Arkadaşım uykusunda hiçbir şeyin farkında değil. Ben sonra kendime geldim, gittim attım yatağa kendimi, tövbe dedim içmeyeceğim bir daha bu kadar. Tabi ben annemlerin yanına üç dört saat sonra gidebildim, kafam davul gibi şişmiş, kolumu kaldıracak halim de yok, açık açık da söyleyemiyorum ben akşamdan kalmayım diye, annem bana yerleri sil, koltukları sil, toz al, balkonu yıka, camı sil diyo ben ayakta duramıyorum. Tabi babam sonra o halime çok sinirlendi, biz senin için gecenin beşindede kalktık geldik, anneannenle deden de geldiler -evet o rezil halimi onlar da gördü- senin halin ne , böyle kız çocuğu mu olur böyle evlat mı olur diye girdi kendi kendine bir söylenme yarışına, diyemiyorum baba ben dün gece kaç votka içtiğimi bile hatırlamıyorum sen ne diyorsun diye , susuyorum tamam napıyım yerlerden mi başlıyım ama ev çok kirli bence temizlikçi çağıralım bende uyurum biraz falan diyorum hala yüzsüz yüzsüz.
İkinci Bayılma
Bu bayılmam da bu yaz Bodrum'da Alper'le tatildeyken başıma geldi. Bir gece evvel içebildiğin kadar iç şeklinde biz yine votkaları lıkır lıkır içerken, her şey iyi güzel hoştu, çokta keyifliydim, çalan şarkılara eşlik ediyordum, arada bir Alper'in yanağını, göbişini mıncıklıyordum zaten çıkmaya başladığımızdan beri böyle yerlere toplasan 15 kere falan gitmişizdir, o da şunun doğumgünü bunun doğumgünü şeklinde.

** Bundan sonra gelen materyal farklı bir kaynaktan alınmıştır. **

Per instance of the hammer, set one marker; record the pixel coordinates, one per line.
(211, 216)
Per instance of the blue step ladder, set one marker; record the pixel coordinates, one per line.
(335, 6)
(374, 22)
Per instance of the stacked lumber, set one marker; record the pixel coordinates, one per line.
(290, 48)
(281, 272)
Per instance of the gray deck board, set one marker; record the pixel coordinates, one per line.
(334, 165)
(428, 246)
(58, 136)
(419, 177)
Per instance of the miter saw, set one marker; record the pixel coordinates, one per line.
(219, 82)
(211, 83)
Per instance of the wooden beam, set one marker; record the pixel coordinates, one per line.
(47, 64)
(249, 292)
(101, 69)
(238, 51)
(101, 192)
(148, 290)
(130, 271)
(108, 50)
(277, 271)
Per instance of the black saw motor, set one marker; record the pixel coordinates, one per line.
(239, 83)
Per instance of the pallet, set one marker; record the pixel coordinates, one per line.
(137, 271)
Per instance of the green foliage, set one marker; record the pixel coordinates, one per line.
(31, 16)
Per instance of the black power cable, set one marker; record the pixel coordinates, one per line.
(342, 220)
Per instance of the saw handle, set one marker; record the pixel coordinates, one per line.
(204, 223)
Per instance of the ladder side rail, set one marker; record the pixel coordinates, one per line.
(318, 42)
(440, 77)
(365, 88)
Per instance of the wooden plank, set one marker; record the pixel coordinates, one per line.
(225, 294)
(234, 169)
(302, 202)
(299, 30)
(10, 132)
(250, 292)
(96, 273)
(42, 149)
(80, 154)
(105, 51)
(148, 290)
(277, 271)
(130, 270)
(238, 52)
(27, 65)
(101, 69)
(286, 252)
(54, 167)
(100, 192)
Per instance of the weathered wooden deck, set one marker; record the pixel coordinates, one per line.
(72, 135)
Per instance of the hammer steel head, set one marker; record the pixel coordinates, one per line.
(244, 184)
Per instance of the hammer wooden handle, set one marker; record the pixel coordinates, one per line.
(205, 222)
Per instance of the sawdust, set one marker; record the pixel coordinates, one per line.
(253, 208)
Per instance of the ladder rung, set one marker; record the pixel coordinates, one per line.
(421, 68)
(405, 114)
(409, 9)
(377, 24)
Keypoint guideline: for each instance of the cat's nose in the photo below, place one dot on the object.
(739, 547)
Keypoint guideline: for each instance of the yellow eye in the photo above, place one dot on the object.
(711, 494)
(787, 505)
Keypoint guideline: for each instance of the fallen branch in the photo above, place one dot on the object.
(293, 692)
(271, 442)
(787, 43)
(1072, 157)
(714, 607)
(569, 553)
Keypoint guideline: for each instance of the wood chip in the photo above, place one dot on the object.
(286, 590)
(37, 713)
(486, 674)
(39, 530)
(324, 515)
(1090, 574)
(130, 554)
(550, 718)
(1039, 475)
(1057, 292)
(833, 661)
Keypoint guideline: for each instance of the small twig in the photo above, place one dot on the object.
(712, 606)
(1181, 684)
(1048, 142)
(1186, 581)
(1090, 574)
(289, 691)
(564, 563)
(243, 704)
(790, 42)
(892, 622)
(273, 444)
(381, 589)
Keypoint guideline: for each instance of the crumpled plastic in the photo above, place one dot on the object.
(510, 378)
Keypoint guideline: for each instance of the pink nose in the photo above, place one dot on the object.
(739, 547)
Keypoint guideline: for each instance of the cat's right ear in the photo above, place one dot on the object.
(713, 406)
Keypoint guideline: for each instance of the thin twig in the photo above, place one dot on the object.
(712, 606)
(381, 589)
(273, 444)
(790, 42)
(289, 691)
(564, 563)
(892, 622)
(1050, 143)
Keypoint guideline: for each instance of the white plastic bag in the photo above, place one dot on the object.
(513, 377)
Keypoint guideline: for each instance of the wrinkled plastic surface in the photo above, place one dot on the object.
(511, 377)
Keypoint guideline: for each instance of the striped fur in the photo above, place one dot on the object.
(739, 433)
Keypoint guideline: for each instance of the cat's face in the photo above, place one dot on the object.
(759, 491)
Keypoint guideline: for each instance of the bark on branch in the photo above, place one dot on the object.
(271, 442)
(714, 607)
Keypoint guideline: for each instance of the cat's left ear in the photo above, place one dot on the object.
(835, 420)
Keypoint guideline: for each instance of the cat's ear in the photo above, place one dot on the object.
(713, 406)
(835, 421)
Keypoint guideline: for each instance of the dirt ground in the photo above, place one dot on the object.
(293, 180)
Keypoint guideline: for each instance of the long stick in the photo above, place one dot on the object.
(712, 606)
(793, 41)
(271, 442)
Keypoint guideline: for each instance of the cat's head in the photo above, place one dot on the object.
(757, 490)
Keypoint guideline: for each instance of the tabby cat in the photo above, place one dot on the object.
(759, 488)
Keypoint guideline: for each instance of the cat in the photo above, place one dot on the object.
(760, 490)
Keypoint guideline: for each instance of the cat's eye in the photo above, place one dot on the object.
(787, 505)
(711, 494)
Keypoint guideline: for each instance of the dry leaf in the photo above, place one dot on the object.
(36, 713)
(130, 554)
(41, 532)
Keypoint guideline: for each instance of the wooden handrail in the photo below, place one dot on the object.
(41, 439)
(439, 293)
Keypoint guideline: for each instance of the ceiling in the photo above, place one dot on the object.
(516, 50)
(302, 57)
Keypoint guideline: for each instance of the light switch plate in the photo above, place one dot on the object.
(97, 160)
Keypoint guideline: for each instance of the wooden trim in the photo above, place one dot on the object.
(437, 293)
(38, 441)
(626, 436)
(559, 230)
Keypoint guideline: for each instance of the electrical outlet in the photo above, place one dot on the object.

Neyse sonra ben daha az içtim diye arabayı ben kullanıyorum, ilk defa Bodrum yollarında, ışıksız mışıksız uçurum kenarından gidiyorum, 30 km hızla falan neyse biz eve ulaşıyoruz sağ sağlim, orda da bir iki bir şey daha içip yatıyoruz. Zamanda geçmiş, başlamış tabi alkol etkisine göstermeye, yatak öyle böyle sallanıyor ki diyorum düşebilirim her an yataktan.
Sabahın köründe Alper dürtmeye başladı beni, hadi uyan falan diye, diyorum git başımdan deli misin nesin topu topu üç dört saattir uyuyoruz, ben zaten çok kötüyüm, ayağa bile kalkamam diyorum, gelmiş beni öpmeye falan çalışıyor, dedim sen nasıl bir manyaksın ağzına kusarım bırak beni git televizyon falan izle, neyse bu söylene söylene kalktı, ben biraz daha kestirdim, ama gözümü açamıyorum, nasıl bir bulantı o anlatılmaz yaşanır ve dayak yemiş gibiyim, bütün etlerim ağrıyor, kaslarım titriyor, hayatımda kendimi bu kadar kötü hissetmemiştim.
Sonra ben başladım öğürmeye, kusuyormuşum gibi öğürüyorum mosmor oldum, yok ama midem bomboş sadece öğürüyorum, Alper kusuyorum sandı koştu poşet getirdi, baktım kusmuyorum falan bu iyice telaşlandı sanırım biraz da utandı, dönüyor başımda, sonra ben yine sızmışım.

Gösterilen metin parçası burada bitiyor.